Climate change issues are discussed widely around the world. Many scientists (Treut et al., 2007) relate global warming and its consequences to human activities and not to natural fluctuations. The reasoning of this approach is the timescale of climate change. Recent warming of the Earth is considered to be abrupt compared to the timescale usually accompanied with natural climate change episodes. Earth's natural climate changes happen gradually in a long period of time (tens of thousands to millions of years), but we are witnessing an abrupt change over the past 200 years. The industrial revolution with fossil fuels as its main source of energy is setting a steady emission increase of carbon dioxide and other greenhouse gases which trap heat causing an increase of temperature in the lower atmosphere. Climate change is recognized as an important issue, and international communities through the United Nations created special groups to focus on climate change effects and initiated protocols to organize a global response to deal with its consequences. Unusually strong tropical storms, heavy precipitations causing devastating floods, more frequent heat waves, frequent droughts, and other similar events are connected to a modern climate change. The government of Saudi Arabia has recognized this by signing the Kyoto Protocol. This calls, among others, for implementation of commitment to stabilize greenhouse emissions and furnish a report about the current status of climate change to the UN Framework Convention on Climate Change (UNFCCC) on the status of greenhouse gases and climate change impacts and mitigation.

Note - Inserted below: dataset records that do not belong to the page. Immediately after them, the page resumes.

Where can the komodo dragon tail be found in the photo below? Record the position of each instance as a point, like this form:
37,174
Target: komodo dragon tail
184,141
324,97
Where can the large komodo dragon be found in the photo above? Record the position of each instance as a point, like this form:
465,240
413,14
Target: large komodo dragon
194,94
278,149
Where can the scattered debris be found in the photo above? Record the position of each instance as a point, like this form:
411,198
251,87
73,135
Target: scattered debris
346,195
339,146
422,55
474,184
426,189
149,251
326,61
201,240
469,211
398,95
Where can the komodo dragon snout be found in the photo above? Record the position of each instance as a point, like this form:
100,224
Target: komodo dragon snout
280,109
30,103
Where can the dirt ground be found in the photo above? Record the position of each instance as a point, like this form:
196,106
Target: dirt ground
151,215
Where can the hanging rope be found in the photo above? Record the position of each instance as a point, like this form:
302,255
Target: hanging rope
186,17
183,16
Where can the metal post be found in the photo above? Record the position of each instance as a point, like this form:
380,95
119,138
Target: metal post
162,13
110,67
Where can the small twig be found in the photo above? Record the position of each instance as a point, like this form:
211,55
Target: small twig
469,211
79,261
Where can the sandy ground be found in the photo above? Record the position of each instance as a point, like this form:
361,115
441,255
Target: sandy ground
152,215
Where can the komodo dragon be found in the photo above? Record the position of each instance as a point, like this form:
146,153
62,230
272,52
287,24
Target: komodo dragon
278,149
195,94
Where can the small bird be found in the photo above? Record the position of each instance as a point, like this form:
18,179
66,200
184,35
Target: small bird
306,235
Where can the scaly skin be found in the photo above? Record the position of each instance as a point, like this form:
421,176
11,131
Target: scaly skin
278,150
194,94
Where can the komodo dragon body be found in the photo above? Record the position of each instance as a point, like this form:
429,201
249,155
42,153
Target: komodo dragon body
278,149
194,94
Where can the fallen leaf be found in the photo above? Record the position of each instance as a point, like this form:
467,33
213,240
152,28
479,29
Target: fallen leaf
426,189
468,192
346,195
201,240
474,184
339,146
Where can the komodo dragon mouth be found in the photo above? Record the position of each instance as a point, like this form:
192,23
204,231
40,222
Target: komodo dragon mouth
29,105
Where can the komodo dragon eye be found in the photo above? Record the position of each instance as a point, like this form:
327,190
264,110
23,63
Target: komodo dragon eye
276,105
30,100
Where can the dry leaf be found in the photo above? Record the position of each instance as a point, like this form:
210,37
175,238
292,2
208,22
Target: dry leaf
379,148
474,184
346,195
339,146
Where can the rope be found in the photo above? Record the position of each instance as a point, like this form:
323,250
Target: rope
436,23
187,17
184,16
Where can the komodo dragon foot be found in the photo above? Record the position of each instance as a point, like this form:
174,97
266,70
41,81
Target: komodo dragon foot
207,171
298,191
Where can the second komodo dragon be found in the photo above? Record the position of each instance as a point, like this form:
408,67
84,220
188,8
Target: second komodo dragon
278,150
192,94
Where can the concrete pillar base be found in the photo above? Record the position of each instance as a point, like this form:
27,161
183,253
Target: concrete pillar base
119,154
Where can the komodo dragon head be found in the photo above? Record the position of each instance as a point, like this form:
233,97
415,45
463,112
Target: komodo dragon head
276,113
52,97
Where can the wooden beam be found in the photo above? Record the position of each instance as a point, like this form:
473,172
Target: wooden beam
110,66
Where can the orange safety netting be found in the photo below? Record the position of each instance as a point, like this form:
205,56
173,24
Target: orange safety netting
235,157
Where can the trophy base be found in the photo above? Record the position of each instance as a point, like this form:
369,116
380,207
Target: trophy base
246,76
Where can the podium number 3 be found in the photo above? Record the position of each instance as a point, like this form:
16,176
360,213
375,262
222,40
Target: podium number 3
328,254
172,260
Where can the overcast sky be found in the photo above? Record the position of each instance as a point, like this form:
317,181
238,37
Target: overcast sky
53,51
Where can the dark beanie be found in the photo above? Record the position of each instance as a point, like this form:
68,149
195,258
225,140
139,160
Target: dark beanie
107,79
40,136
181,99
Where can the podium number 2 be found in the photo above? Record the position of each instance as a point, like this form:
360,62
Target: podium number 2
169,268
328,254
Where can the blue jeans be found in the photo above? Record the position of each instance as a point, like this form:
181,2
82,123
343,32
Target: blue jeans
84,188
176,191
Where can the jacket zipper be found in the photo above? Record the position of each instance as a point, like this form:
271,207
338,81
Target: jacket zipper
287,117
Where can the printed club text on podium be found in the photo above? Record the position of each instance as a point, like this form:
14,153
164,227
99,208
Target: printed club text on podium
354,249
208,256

Climate is a complex system as it involves air, water, ice, land, and various interactions like water cycle and greenhouse effects. Water is the bond that brings climate and hydrology together. Any changes in solar inputs, the atmosphere, or the hydrological cycle will affect the interactions among the atmosphere, the hydrosphere, the cryosphere, and the biosphere. The impacts of climate change will be devastating to rivers, lakes, sea level, vegetation, ecosystems, and many others.
Latest studies point to a steady increase in temperature during the 20th century and unprecedented increases in the last 50 years (Nakicenovic et al., 2000).
The mean Earth temperature has been on the rise for the past 150 years in an abrupt manner and expected to increase further by the end of the 21st century with the doubling of the current atmospheric carbon dioxide. Climate change interacts with various natural processes in the atmosphere, the hydrosphere, the cryosphere, and the biosphere. There is an increasing evidence that anthropogenic (caused by human's activities) gases are to be blamed in causing the climate change (Treut et al., 2007).
Studying the future state of water resources in a changing climate requires a common ground of approximation. The hydrologist would like to get specific information about future precipitation, temperature, evaporation, runoff, and others on a specific location like an aquifer or a watershed which is mostly on a scale of less than 105 km2 (Loaiciga, 1997). On the other hand, climatologists run global climate models (GCMs) with a resolution around 300 km to predict the future. From here the need to run a regional climate model (RCM) arises, to include topographical and geographical details to produce high-resolution results.
Climate change is a global issue, but knowing its effect on water resources in a small area requires a great deal of information and analysis. The climate of Saudi Arabia is arid with insignificant contribution to water recharging. Overexploitation of fossil groundwater is apparent everywhere in the Kingdom. No matter what the future brings, being aware of the state of climate change and its impacts on water resources can be of a great benefit to the nation and consist of essential information to aid in protecting and managing the water resources.